Ma soluzioni di questo tipo saranno rese possibili non solo se gli ordinamenti a cui si darà vita terranno conto di esigenze culturali e scientifiche di questo tipo, ma anche e soprattutto se, a monte, i percorsi dell’istruzione obbligatoria riusciranno a battere i condizionamenti che ci vengono proposti ed imposti dal sociale. Se persisteremo nel giocherellare con un’eredità che viene da lontano, e che non abbiamo mai avuto il coraggio di mettere in discussione, in forza della quale sono ancora operanti tre gradi tra loro assolutamente discontinui, la primaria, la secondaria di primo grado che, con uno strano gioco linguistico, chiamiamo anche media, ed un biennio in cui la propedeuticità confligge con l’equivalenza di assi culturali che, invece, dovrebbero essere portanti, non andremo molto lontano!

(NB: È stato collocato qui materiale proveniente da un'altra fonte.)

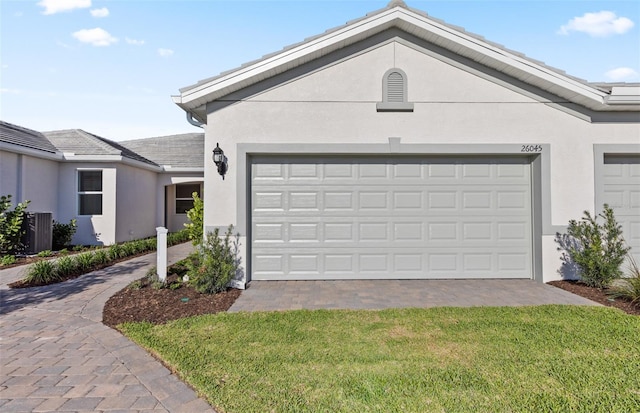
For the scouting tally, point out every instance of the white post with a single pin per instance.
(161, 253)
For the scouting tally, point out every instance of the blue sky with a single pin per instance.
(110, 66)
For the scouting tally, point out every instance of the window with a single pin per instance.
(89, 192)
(184, 197)
(394, 92)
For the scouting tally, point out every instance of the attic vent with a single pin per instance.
(395, 87)
(394, 92)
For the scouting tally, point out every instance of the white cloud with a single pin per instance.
(11, 91)
(95, 37)
(134, 41)
(103, 12)
(57, 6)
(601, 24)
(621, 74)
(165, 52)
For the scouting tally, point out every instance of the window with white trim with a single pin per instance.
(90, 192)
(184, 197)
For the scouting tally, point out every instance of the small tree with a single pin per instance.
(11, 231)
(597, 249)
(214, 263)
(196, 220)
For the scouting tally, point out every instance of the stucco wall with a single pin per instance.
(136, 203)
(452, 105)
(95, 229)
(26, 177)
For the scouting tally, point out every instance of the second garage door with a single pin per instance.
(375, 218)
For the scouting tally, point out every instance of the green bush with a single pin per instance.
(11, 231)
(84, 261)
(42, 272)
(65, 266)
(628, 288)
(177, 237)
(8, 260)
(597, 249)
(196, 223)
(214, 264)
(63, 234)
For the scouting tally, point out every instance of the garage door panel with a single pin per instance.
(428, 218)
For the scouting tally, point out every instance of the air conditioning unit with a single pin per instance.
(38, 236)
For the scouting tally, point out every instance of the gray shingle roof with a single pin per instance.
(178, 151)
(27, 138)
(80, 142)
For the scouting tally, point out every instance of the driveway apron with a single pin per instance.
(56, 355)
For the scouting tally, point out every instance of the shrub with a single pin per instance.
(42, 272)
(84, 261)
(101, 257)
(628, 287)
(597, 249)
(116, 251)
(214, 264)
(177, 237)
(65, 265)
(8, 260)
(11, 231)
(195, 224)
(63, 234)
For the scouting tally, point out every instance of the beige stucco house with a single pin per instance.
(117, 191)
(398, 146)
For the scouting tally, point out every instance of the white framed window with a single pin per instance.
(90, 192)
(184, 197)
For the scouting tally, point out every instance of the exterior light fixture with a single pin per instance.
(220, 160)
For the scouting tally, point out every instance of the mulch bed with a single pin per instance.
(159, 305)
(597, 295)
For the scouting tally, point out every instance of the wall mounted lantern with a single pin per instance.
(220, 160)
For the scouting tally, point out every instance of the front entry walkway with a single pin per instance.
(380, 294)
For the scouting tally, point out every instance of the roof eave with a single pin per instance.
(417, 24)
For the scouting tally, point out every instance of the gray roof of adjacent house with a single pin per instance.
(79, 142)
(27, 138)
(178, 151)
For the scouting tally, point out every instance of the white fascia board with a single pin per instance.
(285, 59)
(36, 153)
(504, 58)
(458, 41)
(112, 159)
(171, 169)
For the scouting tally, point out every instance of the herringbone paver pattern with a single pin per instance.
(57, 356)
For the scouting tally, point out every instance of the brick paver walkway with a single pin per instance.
(57, 356)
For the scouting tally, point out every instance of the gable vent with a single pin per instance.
(394, 92)
(395, 87)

Insomma, ripensare alla grande a tutto il nostro sistema di istruzione richiede tempi certi – non necessariamente lunghi – ma soprattutto una vision culturale e politica di ampio respiro. Fino ad ora tutto ciò che si sta verificando sembra andare nella direzione contraria! Non alludo tanto ai tagli perché, se è necessario, li si facciano! Alludo alla improvvisazione del giorno dopo giorno, al rimpallo continuo di provvedimenti parziali ed asfittici che passano di tavolo in tavolo, dalle commissioni parlamentari all’amministrazione, ai confronti con gli organi di controllo, al vaglio con associazioni, sindacati, Cnp et al., per non dire delle competenze della Conferenza unificata. La democrazia impone che si discuta e che si assumano decisioni collegiali e condivise! Ma richiede anche tempi certi e, soprattutto, un’alta professionalità dei decisori! Il profluvio delle norme che si sono abbattute sulle scuole in questi ultimi mesi crea incertezza, disaffezione nonché l’onda lunga dei pensionamenti. La scuola, se deve non solo istruire, ma anche educare e formare – è un impegno che abbiamo assunto con il dpr 275 del ’99 – ha bisogno di maturare al suo interno processi di rinnovamento, di condividerli in primo luogo.

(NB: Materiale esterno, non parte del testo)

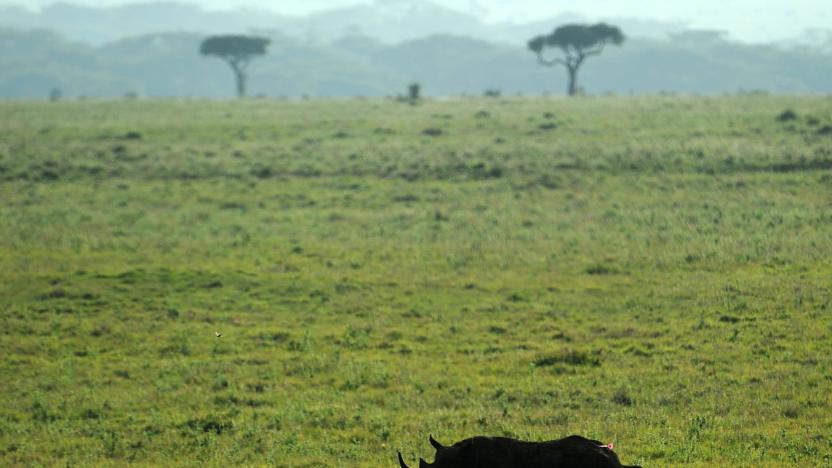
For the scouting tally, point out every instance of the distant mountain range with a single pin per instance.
(152, 50)
(389, 21)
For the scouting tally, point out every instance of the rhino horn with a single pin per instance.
(435, 444)
(401, 461)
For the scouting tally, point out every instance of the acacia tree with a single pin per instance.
(577, 42)
(237, 51)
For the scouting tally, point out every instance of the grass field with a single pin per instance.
(653, 272)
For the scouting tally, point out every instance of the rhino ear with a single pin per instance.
(435, 444)
(401, 461)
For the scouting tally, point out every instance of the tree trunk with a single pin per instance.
(573, 81)
(240, 76)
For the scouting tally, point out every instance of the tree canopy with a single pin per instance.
(237, 50)
(577, 42)
(234, 47)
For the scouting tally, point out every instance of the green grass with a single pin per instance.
(653, 272)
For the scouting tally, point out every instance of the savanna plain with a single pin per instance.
(649, 271)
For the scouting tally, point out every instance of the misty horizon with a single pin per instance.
(742, 21)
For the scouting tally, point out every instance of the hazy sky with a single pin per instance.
(747, 20)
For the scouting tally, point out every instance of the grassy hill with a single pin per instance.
(652, 272)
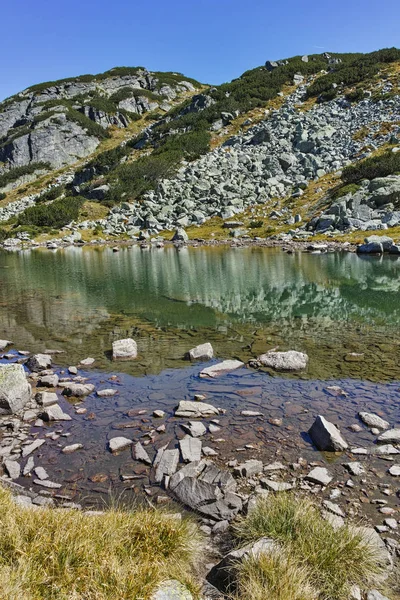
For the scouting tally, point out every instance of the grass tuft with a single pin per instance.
(334, 559)
(62, 554)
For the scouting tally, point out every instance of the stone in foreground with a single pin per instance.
(187, 408)
(284, 361)
(326, 436)
(172, 590)
(202, 352)
(15, 390)
(124, 349)
(39, 362)
(119, 443)
(220, 368)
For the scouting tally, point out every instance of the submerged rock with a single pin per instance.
(284, 361)
(15, 390)
(326, 436)
(124, 349)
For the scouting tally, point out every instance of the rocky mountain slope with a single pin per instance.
(273, 150)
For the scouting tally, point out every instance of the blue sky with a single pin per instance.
(210, 40)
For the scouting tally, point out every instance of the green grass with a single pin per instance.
(334, 559)
(51, 554)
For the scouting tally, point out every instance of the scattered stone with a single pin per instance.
(319, 475)
(39, 362)
(202, 352)
(187, 408)
(124, 349)
(284, 361)
(190, 449)
(221, 368)
(119, 443)
(15, 390)
(326, 436)
(72, 448)
(373, 420)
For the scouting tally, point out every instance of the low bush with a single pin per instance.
(380, 165)
(57, 215)
(68, 554)
(331, 560)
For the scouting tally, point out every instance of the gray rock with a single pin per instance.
(326, 436)
(39, 362)
(202, 352)
(284, 361)
(124, 349)
(15, 390)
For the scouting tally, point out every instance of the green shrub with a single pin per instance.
(57, 215)
(18, 172)
(382, 165)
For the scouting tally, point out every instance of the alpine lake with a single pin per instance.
(343, 310)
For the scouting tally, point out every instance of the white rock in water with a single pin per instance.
(15, 390)
(72, 448)
(188, 408)
(54, 413)
(221, 368)
(119, 443)
(202, 352)
(4, 344)
(284, 361)
(373, 420)
(124, 349)
(326, 436)
(392, 436)
(39, 362)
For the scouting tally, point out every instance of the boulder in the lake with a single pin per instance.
(78, 390)
(326, 436)
(124, 349)
(191, 409)
(373, 420)
(119, 443)
(284, 361)
(202, 352)
(39, 362)
(221, 368)
(15, 390)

Per concludere, in una fase storica in cui l’insegnare/apprendere è un impegno per tutti e di tutti e per tutta la vita, quel salto di qualità sul quale ho insistito nella prima parte di questo scritto sarà molto difficile a compiersi se chi ci governa persegue l’immediato e il provvisorio invece che il mediato e il certo. Per non dire poi dell’intelligenza e della competenza che una simile operazione prevede e pretende! Comunque, la battaglia è sempre in atto!